4. Atlas Obscura: an explorer’s guide to the world’s hidden wonders – Joshua Foer
Atlas Obscura is a detailed compilation of the most astounding off the beaten path locations on the planet and a true masterpiece of travel writing. The places featured in this unusual atlas are often unknown and difficult to access but truly special. The atlas in fact contains an extraordinary amount of museums, landmarks, cultural sights and natural parks from all over the world which you will want to visit if you are a true adventure traveller who looks for sights which won’t make Lonely Planet’s title page any time soon.
In addition to its brilliantly written descriptions, the atlas also provides information on how to visit these mysterious places, which proves to be a useful piece of content since most of these places will not appear in any regular atlas or guide.
5 In Patagonia – Bruce Chatwin
Bruce Chatwin’s In Patagonia is one of the greatest travel books of the 20th century and has been the reference for many writers who wanted to emulate Chatwin’s amazing descriptions and stories. The book covers a 6 month journey through Patagonia during which Chatwin met a great amount of locals and foreigners who have settled in this vast untamed wilderness. In Patagonia is in fact a reflection on the nomadic way of living, which fits straight into our century.
In addition to the philosophical aspects, the descriptions of Patagonia’s awe inspiring natural beauty are epic and so are the stories.
This book, although published in 1977, is still one of the best pieces of travel literature ever written and an absolute must for travellers who love to admire the beauty of mother nature in its various forms.
6. Marco Polo: A photographer’s journey – Michael Yamashita
A photographer’s journey is a stunning collection of pictures recreating Marco Polo’s famous 13th century journey from Italy to China and his return via Sumatra and India. The award winning National Geographic photographer Yamashita travelled to some of the most off the beaten path countries on the planet in order to create a truly unique photographic masterpiece.
The book is much more than a collection of shots of breathtaking scenery and memorable moments though.

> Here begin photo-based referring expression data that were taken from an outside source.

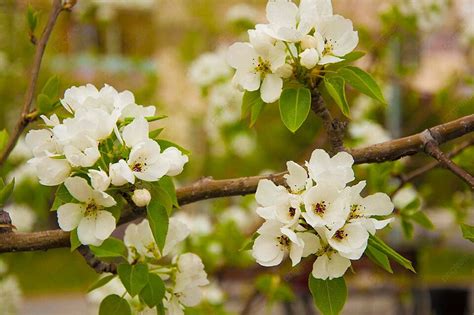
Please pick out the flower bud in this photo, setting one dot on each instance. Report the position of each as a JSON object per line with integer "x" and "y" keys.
{"x": 141, "y": 197}
{"x": 285, "y": 71}
{"x": 309, "y": 58}
{"x": 308, "y": 42}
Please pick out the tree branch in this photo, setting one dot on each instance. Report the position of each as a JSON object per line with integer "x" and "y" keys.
{"x": 25, "y": 116}
{"x": 208, "y": 188}
{"x": 406, "y": 178}
{"x": 334, "y": 128}
{"x": 98, "y": 265}
{"x": 432, "y": 148}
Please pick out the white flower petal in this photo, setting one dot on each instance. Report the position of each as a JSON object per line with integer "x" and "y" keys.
{"x": 69, "y": 216}
{"x": 78, "y": 188}
{"x": 104, "y": 224}
{"x": 135, "y": 132}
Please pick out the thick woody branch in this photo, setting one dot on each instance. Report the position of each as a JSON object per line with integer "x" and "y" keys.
{"x": 98, "y": 265}
{"x": 25, "y": 116}
{"x": 208, "y": 188}
{"x": 432, "y": 148}
{"x": 334, "y": 128}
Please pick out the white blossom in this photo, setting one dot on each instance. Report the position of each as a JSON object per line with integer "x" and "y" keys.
{"x": 338, "y": 36}
{"x": 257, "y": 64}
{"x": 94, "y": 224}
{"x": 141, "y": 197}
{"x": 336, "y": 170}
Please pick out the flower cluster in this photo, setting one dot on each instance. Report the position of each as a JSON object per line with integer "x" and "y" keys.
{"x": 318, "y": 214}
{"x": 297, "y": 41}
{"x": 100, "y": 149}
{"x": 212, "y": 74}
{"x": 184, "y": 277}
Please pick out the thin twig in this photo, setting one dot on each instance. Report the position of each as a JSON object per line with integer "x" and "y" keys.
{"x": 334, "y": 128}
{"x": 406, "y": 178}
{"x": 98, "y": 265}
{"x": 25, "y": 116}
{"x": 208, "y": 188}
{"x": 432, "y": 148}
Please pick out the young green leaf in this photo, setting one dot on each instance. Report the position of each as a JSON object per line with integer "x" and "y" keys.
{"x": 3, "y": 139}
{"x": 255, "y": 112}
{"x": 295, "y": 104}
{"x": 114, "y": 305}
{"x": 74, "y": 240}
{"x": 158, "y": 218}
{"x": 336, "y": 88}
{"x": 6, "y": 192}
{"x": 51, "y": 88}
{"x": 124, "y": 271}
{"x": 362, "y": 81}
{"x": 467, "y": 232}
{"x": 422, "y": 219}
{"x": 347, "y": 59}
{"x": 101, "y": 282}
{"x": 384, "y": 248}
{"x": 111, "y": 247}
{"x": 154, "y": 292}
{"x": 408, "y": 229}
{"x": 166, "y": 183}
{"x": 249, "y": 100}
{"x": 328, "y": 295}
{"x": 378, "y": 258}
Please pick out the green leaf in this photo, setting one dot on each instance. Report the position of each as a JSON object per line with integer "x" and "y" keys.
{"x": 421, "y": 218}
{"x": 62, "y": 196}
{"x": 111, "y": 247}
{"x": 348, "y": 59}
{"x": 124, "y": 271}
{"x": 328, "y": 295}
{"x": 155, "y": 133}
{"x": 51, "y": 88}
{"x": 114, "y": 305}
{"x": 167, "y": 184}
{"x": 74, "y": 240}
{"x": 336, "y": 88}
{"x": 249, "y": 244}
{"x": 250, "y": 100}
{"x": 295, "y": 104}
{"x": 408, "y": 229}
{"x": 133, "y": 277}
{"x": 3, "y": 139}
{"x": 362, "y": 81}
{"x": 6, "y": 192}
{"x": 384, "y": 248}
{"x": 154, "y": 292}
{"x": 160, "y": 309}
{"x": 378, "y": 258}
{"x": 467, "y": 232}
{"x": 255, "y": 112}
{"x": 101, "y": 282}
{"x": 158, "y": 218}
{"x": 164, "y": 144}
{"x": 31, "y": 18}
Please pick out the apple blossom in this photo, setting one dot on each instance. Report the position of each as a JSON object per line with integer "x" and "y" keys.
{"x": 141, "y": 197}
{"x": 257, "y": 64}
{"x": 94, "y": 224}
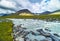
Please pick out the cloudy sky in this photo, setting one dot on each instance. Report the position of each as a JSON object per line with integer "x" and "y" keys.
{"x": 36, "y": 6}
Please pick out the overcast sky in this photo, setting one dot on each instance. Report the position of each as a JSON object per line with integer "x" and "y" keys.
{"x": 36, "y": 6}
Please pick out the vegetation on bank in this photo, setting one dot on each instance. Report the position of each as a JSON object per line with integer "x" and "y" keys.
{"x": 6, "y": 31}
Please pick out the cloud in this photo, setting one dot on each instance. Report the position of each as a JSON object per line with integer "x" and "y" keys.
{"x": 36, "y": 7}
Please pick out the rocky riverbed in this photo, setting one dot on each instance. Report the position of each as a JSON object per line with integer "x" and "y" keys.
{"x": 35, "y": 30}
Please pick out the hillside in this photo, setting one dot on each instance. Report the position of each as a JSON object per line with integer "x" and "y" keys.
{"x": 5, "y": 30}
{"x": 25, "y": 14}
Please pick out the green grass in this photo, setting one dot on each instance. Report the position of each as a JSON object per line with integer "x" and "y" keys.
{"x": 5, "y": 31}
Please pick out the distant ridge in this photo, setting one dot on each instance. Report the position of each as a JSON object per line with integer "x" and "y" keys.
{"x": 23, "y": 11}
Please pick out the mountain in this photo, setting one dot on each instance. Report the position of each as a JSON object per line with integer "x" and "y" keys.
{"x": 23, "y": 11}
{"x": 4, "y": 14}
{"x": 46, "y": 12}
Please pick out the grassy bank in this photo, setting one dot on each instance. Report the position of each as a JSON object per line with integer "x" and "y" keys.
{"x": 5, "y": 31}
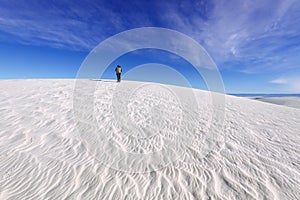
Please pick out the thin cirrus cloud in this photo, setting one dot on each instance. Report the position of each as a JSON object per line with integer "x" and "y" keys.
{"x": 242, "y": 36}
{"x": 288, "y": 83}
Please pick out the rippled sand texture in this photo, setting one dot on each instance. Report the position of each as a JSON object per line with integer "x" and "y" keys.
{"x": 151, "y": 148}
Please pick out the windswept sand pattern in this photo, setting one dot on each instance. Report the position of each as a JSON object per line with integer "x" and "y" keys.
{"x": 42, "y": 155}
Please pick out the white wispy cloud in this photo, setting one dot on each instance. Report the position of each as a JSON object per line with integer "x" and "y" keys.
{"x": 279, "y": 81}
{"x": 288, "y": 83}
{"x": 250, "y": 35}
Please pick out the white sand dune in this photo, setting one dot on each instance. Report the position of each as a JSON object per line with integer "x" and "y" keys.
{"x": 293, "y": 102}
{"x": 45, "y": 153}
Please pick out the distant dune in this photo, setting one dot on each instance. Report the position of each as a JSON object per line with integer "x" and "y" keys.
{"x": 143, "y": 143}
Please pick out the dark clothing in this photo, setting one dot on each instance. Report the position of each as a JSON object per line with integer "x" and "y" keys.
{"x": 118, "y": 72}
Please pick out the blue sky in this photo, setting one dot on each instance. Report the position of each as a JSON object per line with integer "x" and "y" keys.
{"x": 255, "y": 44}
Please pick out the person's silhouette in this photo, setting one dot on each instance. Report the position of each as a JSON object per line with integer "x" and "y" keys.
{"x": 118, "y": 72}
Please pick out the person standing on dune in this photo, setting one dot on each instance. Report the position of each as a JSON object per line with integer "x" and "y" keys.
{"x": 118, "y": 72}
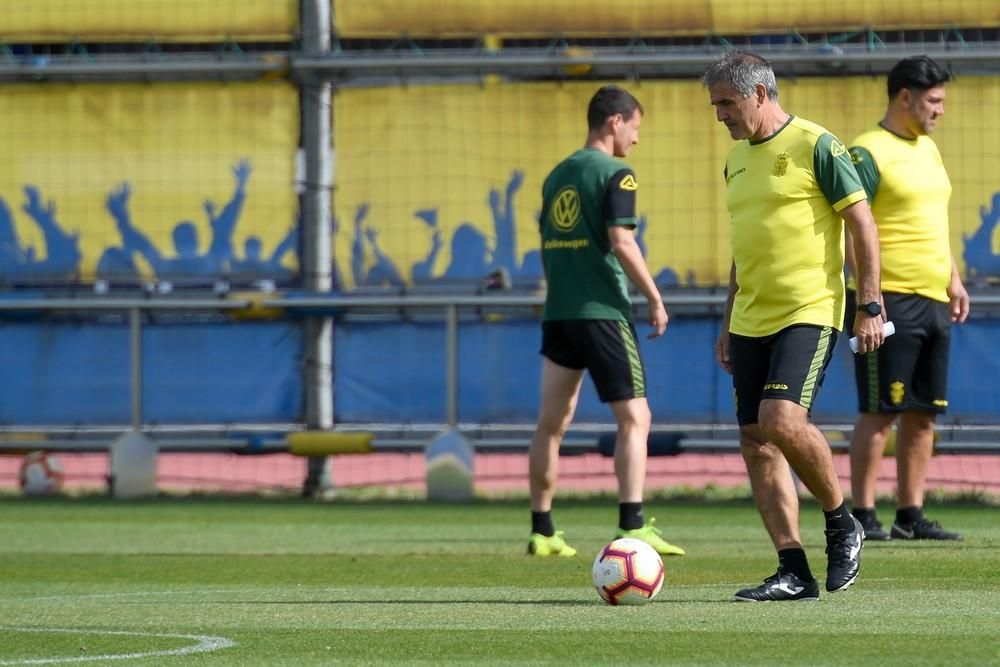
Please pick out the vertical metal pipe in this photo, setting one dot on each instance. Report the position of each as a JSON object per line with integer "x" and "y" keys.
{"x": 135, "y": 339}
{"x": 451, "y": 360}
{"x": 317, "y": 253}
{"x": 316, "y": 203}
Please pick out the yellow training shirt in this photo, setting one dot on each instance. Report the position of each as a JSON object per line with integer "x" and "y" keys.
{"x": 784, "y": 194}
{"x": 909, "y": 191}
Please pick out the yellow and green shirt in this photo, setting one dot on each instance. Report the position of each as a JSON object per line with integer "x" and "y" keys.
{"x": 909, "y": 190}
{"x": 784, "y": 194}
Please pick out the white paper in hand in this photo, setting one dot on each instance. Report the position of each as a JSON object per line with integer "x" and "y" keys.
{"x": 888, "y": 328}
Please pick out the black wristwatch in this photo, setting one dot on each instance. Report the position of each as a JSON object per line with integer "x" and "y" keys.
{"x": 872, "y": 308}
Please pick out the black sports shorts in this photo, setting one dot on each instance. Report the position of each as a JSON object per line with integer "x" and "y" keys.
{"x": 789, "y": 365}
{"x": 910, "y": 370}
{"x": 607, "y": 349}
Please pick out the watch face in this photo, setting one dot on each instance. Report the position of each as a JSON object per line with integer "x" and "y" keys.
{"x": 873, "y": 308}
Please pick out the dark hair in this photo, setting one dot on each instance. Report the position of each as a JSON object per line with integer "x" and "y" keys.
{"x": 607, "y": 102}
{"x": 916, "y": 73}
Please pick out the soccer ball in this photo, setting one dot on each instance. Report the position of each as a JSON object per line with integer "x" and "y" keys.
{"x": 628, "y": 571}
{"x": 41, "y": 474}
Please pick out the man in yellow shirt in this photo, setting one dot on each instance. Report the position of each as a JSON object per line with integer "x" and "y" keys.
{"x": 789, "y": 184}
{"x": 905, "y": 381}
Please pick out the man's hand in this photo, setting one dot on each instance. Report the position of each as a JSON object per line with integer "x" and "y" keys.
{"x": 959, "y": 298}
{"x": 657, "y": 318}
{"x": 868, "y": 330}
{"x": 722, "y": 356}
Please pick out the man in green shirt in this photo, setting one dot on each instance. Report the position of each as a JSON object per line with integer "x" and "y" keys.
{"x": 789, "y": 183}
{"x": 589, "y": 253}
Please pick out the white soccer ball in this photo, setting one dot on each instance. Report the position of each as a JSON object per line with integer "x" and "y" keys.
{"x": 41, "y": 474}
{"x": 628, "y": 571}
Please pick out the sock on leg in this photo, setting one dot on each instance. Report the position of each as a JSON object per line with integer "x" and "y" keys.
{"x": 630, "y": 516}
{"x": 541, "y": 523}
{"x": 794, "y": 561}
{"x": 838, "y": 518}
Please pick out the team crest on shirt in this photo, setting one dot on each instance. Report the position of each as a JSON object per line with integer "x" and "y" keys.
{"x": 896, "y": 392}
{"x": 628, "y": 183}
{"x": 565, "y": 212}
{"x": 781, "y": 164}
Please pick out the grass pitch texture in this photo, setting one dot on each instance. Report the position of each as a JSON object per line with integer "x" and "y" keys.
{"x": 288, "y": 582}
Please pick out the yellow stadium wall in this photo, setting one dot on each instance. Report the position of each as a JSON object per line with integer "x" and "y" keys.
{"x": 650, "y": 17}
{"x": 402, "y": 150}
{"x": 175, "y": 144}
{"x": 142, "y": 20}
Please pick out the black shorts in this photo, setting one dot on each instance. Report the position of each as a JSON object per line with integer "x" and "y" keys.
{"x": 607, "y": 349}
{"x": 789, "y": 365}
{"x": 910, "y": 370}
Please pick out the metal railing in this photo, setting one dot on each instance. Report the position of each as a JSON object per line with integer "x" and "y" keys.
{"x": 268, "y": 437}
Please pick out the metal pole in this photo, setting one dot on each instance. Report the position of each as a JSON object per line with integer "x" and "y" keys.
{"x": 317, "y": 146}
{"x": 135, "y": 335}
{"x": 451, "y": 354}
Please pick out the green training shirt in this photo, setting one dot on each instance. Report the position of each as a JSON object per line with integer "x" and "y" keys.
{"x": 584, "y": 195}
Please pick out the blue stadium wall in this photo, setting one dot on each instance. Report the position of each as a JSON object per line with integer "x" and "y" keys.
{"x": 390, "y": 372}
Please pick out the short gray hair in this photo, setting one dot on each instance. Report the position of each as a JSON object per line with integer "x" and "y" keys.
{"x": 743, "y": 70}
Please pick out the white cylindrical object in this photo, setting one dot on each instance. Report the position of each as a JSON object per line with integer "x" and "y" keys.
{"x": 888, "y": 328}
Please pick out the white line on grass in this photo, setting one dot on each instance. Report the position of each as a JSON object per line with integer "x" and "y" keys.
{"x": 206, "y": 644}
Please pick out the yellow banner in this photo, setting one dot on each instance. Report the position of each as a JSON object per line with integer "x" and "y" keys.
{"x": 185, "y": 182}
{"x": 146, "y": 20}
{"x": 442, "y": 183}
{"x": 638, "y": 17}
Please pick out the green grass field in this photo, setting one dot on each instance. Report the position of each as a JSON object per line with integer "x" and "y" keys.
{"x": 184, "y": 581}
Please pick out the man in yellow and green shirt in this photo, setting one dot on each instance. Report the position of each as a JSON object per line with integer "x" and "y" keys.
{"x": 905, "y": 381}
{"x": 789, "y": 187}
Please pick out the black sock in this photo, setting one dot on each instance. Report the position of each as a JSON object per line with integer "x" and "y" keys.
{"x": 541, "y": 523}
{"x": 906, "y": 515}
{"x": 863, "y": 513}
{"x": 794, "y": 561}
{"x": 838, "y": 518}
{"x": 630, "y": 516}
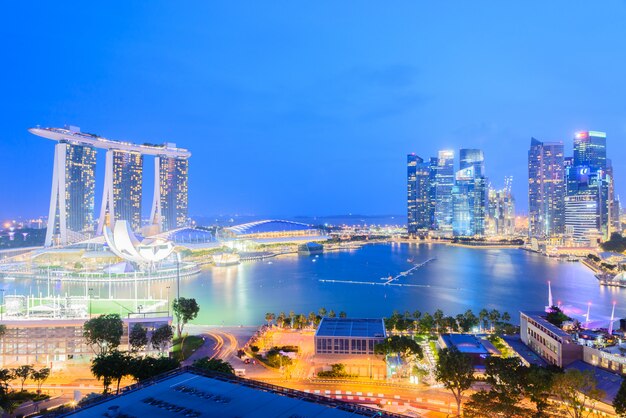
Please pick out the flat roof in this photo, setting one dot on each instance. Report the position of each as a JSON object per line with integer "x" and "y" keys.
{"x": 192, "y": 394}
{"x": 351, "y": 327}
{"x": 469, "y": 344}
{"x": 539, "y": 317}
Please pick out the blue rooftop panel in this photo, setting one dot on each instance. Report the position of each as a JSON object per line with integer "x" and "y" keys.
{"x": 351, "y": 327}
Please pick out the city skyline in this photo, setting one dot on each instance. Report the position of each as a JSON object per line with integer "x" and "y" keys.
{"x": 330, "y": 110}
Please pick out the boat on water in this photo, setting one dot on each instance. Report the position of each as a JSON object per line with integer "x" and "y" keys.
{"x": 310, "y": 248}
{"x": 226, "y": 259}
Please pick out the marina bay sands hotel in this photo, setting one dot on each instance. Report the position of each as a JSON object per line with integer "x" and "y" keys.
{"x": 71, "y": 215}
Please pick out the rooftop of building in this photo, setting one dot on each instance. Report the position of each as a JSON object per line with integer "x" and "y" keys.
{"x": 469, "y": 344}
{"x": 195, "y": 393}
{"x": 539, "y": 317}
{"x": 351, "y": 327}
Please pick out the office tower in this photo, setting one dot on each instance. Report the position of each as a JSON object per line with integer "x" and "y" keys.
{"x": 412, "y": 161}
{"x": 546, "y": 189}
{"x": 590, "y": 178}
{"x": 470, "y": 194}
{"x": 70, "y": 217}
{"x": 171, "y": 192}
{"x": 501, "y": 210}
{"x": 590, "y": 150}
{"x": 463, "y": 196}
{"x": 444, "y": 182}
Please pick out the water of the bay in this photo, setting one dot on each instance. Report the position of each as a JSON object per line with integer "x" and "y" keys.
{"x": 458, "y": 279}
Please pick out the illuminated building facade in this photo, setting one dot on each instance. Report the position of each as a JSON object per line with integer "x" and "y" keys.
{"x": 546, "y": 189}
{"x": 72, "y": 197}
{"x": 418, "y": 195}
{"x": 444, "y": 182}
{"x": 173, "y": 187}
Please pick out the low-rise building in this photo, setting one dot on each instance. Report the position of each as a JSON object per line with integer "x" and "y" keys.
{"x": 351, "y": 342}
{"x": 478, "y": 349}
{"x": 550, "y": 342}
{"x": 55, "y": 342}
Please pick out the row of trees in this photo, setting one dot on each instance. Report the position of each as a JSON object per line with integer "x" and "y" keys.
{"x": 517, "y": 391}
{"x": 426, "y": 323}
{"x": 299, "y": 321}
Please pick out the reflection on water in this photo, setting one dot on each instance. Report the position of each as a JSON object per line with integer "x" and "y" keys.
{"x": 459, "y": 279}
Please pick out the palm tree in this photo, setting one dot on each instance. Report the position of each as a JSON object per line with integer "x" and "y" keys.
{"x": 280, "y": 321}
{"x": 438, "y": 316}
{"x": 482, "y": 317}
{"x": 494, "y": 316}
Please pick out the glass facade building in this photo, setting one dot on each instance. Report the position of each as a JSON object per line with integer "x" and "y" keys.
{"x": 127, "y": 187}
{"x": 546, "y": 189}
{"x": 80, "y": 183}
{"x": 174, "y": 187}
{"x": 444, "y": 182}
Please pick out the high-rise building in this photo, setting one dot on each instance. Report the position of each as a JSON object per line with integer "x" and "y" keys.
{"x": 546, "y": 189}
{"x": 72, "y": 198}
{"x": 444, "y": 182}
{"x": 590, "y": 178}
{"x": 173, "y": 191}
{"x": 470, "y": 194}
{"x": 590, "y": 149}
{"x": 501, "y": 210}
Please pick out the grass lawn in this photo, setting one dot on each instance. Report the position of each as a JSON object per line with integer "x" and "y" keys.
{"x": 192, "y": 343}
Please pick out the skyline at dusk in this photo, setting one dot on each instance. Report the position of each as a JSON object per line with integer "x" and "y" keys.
{"x": 309, "y": 110}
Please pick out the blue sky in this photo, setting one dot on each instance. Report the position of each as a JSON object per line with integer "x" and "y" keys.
{"x": 308, "y": 108}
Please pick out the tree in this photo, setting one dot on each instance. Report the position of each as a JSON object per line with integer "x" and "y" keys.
{"x": 185, "y": 310}
{"x": 6, "y": 375}
{"x": 111, "y": 367}
{"x": 161, "y": 338}
{"x": 280, "y": 321}
{"x": 438, "y": 317}
{"x": 142, "y": 368}
{"x": 214, "y": 364}
{"x": 103, "y": 333}
{"x": 40, "y": 376}
{"x": 483, "y": 317}
{"x": 619, "y": 402}
{"x": 138, "y": 338}
{"x": 22, "y": 373}
{"x": 577, "y": 391}
{"x": 505, "y": 377}
{"x": 455, "y": 371}
{"x": 538, "y": 387}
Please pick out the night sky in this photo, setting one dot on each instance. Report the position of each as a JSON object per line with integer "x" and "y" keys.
{"x": 307, "y": 108}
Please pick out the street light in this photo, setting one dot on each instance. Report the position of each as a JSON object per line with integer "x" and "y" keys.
{"x": 2, "y": 310}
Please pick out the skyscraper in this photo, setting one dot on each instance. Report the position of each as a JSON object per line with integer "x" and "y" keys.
{"x": 546, "y": 189}
{"x": 72, "y": 198}
{"x": 470, "y": 194}
{"x": 173, "y": 185}
{"x": 589, "y": 182}
{"x": 444, "y": 182}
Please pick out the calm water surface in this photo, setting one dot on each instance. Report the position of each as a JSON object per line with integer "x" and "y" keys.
{"x": 459, "y": 279}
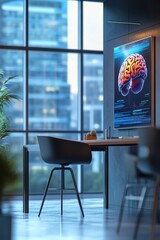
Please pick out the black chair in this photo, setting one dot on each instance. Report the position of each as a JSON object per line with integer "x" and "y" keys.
{"x": 149, "y": 163}
{"x": 63, "y": 152}
{"x": 135, "y": 190}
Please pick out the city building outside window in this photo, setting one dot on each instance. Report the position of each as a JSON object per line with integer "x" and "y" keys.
{"x": 55, "y": 50}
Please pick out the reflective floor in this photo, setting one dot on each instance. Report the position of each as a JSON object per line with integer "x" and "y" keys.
{"x": 98, "y": 222}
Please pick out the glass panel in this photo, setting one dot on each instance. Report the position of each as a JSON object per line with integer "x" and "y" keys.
{"x": 12, "y": 22}
{"x": 39, "y": 170}
{"x": 93, "y": 92}
{"x": 12, "y": 64}
{"x": 53, "y": 91}
{"x": 16, "y": 141}
{"x": 53, "y": 23}
{"x": 93, "y": 174}
{"x": 93, "y": 26}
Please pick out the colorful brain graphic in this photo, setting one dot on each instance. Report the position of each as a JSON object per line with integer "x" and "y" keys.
{"x": 132, "y": 74}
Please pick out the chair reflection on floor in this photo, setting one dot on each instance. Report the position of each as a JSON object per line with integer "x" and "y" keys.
{"x": 63, "y": 152}
{"x": 135, "y": 190}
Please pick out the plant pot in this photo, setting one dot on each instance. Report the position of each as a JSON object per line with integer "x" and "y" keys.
{"x": 5, "y": 227}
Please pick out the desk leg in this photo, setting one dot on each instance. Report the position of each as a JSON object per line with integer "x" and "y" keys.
{"x": 105, "y": 192}
{"x": 25, "y": 180}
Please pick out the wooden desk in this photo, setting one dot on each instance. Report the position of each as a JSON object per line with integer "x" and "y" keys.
{"x": 96, "y": 145}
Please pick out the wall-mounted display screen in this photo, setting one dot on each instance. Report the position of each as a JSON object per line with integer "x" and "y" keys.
{"x": 134, "y": 84}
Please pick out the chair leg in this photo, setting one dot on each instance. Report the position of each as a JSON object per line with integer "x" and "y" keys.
{"x": 75, "y": 185}
{"x": 122, "y": 209}
{"x": 140, "y": 205}
{"x": 46, "y": 190}
{"x": 62, "y": 187}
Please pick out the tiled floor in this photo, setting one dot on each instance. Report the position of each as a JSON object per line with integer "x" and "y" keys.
{"x": 98, "y": 223}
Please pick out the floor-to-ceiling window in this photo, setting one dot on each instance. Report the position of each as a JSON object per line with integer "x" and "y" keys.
{"x": 55, "y": 50}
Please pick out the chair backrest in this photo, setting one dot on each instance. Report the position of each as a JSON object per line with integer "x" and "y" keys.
{"x": 63, "y": 151}
{"x": 149, "y": 150}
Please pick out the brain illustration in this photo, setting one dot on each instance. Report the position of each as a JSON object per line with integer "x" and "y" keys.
{"x": 132, "y": 74}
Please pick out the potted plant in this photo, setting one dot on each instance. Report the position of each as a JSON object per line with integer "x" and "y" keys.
{"x": 8, "y": 170}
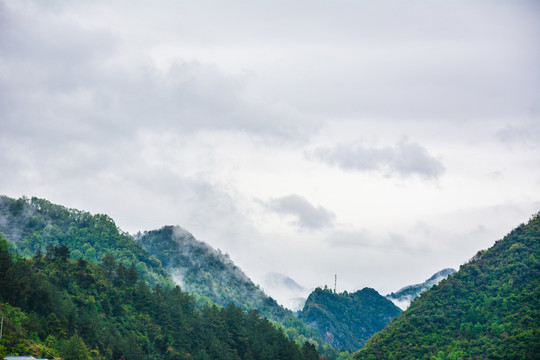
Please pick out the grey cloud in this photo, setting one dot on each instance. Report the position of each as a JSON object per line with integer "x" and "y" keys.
{"x": 404, "y": 159}
{"x": 61, "y": 81}
{"x": 528, "y": 133}
{"x": 362, "y": 238}
{"x": 308, "y": 215}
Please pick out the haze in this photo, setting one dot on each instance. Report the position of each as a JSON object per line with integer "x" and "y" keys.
{"x": 382, "y": 141}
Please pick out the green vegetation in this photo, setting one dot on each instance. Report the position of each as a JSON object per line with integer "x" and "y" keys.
{"x": 407, "y": 294}
{"x": 212, "y": 275}
{"x": 346, "y": 320}
{"x": 489, "y": 309}
{"x": 54, "y": 306}
{"x": 33, "y": 225}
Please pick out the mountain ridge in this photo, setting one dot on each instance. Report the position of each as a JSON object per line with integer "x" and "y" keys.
{"x": 488, "y": 309}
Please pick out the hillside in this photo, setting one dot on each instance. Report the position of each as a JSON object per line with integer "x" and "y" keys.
{"x": 53, "y": 306}
{"x": 489, "y": 309}
{"x": 33, "y": 225}
{"x": 404, "y": 296}
{"x": 204, "y": 271}
{"x": 200, "y": 269}
{"x": 348, "y": 320}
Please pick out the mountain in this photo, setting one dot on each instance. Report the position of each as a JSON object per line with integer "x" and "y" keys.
{"x": 489, "y": 309}
{"x": 33, "y": 225}
{"x": 404, "y": 296}
{"x": 285, "y": 290}
{"x": 348, "y": 320}
{"x": 207, "y": 272}
{"x": 53, "y": 307}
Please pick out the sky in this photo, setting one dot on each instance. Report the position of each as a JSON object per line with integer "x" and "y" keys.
{"x": 381, "y": 141}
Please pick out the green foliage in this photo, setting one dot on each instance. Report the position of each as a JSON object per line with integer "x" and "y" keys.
{"x": 34, "y": 224}
{"x": 346, "y": 320}
{"x": 489, "y": 309}
{"x": 212, "y": 275}
{"x": 78, "y": 310}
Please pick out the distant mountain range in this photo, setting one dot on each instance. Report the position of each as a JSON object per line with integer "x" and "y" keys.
{"x": 404, "y": 296}
{"x": 285, "y": 290}
{"x": 161, "y": 257}
{"x": 348, "y": 320}
{"x": 489, "y": 309}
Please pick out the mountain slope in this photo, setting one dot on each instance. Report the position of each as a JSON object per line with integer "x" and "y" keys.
{"x": 53, "y": 306}
{"x": 200, "y": 269}
{"x": 346, "y": 320}
{"x": 489, "y": 309}
{"x": 34, "y": 224}
{"x": 210, "y": 274}
{"x": 404, "y": 296}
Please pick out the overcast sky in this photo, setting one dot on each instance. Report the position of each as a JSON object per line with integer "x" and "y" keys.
{"x": 379, "y": 140}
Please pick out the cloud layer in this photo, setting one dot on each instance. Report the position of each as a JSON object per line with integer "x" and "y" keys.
{"x": 403, "y": 159}
{"x": 307, "y": 215}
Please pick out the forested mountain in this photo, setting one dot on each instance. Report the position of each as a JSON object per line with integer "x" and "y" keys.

It also contains a historical introduction and a great amount of classic Polo-era maps and artwork which will delight history lovers and anybody who is interested in the endeavours of medieval explorers. Admiring these great pieces of modern photography while imagining how perilous and difficult this journey must have been in the 13th century is genuinely inspiring and it will make your wanderlust syndrome go haywire.
7. Couchsurfing im Iran (German book) – Stephan Orth
This story about an adventure seeker who experiences Iran from the inside by sleeping on couches in Iranian homes is unfortunately only available to German speakers. I have nonetheless decided to include it on this list because it is simply a fantastic piece of travel literature and a must read book for every serious (German speaking) adventurer.
Stephan Orth is the editor of the large German magazine ‘Spiegel Online‘ and a passionate couch surfer. He has in fact slept on people’s couches in over 30 countries and his never ending curiosity for experiencing countries in the most authentic way possible has led him to travel to places such as Iran where couch surfing is actually banned.
The stories told about Iran do feature the usual stuff that you would expect from this theocratic ultraconservative country but also some genuinely surprising facts about Iran and its people. The Iranians have left a profound impression on the author and his book shows that.
Most importantly this books teaches us that even inhabitants of highly conservative countries do know how to party and indulge in banned activities, such as alcohol, intimate relationships and dancing in the street.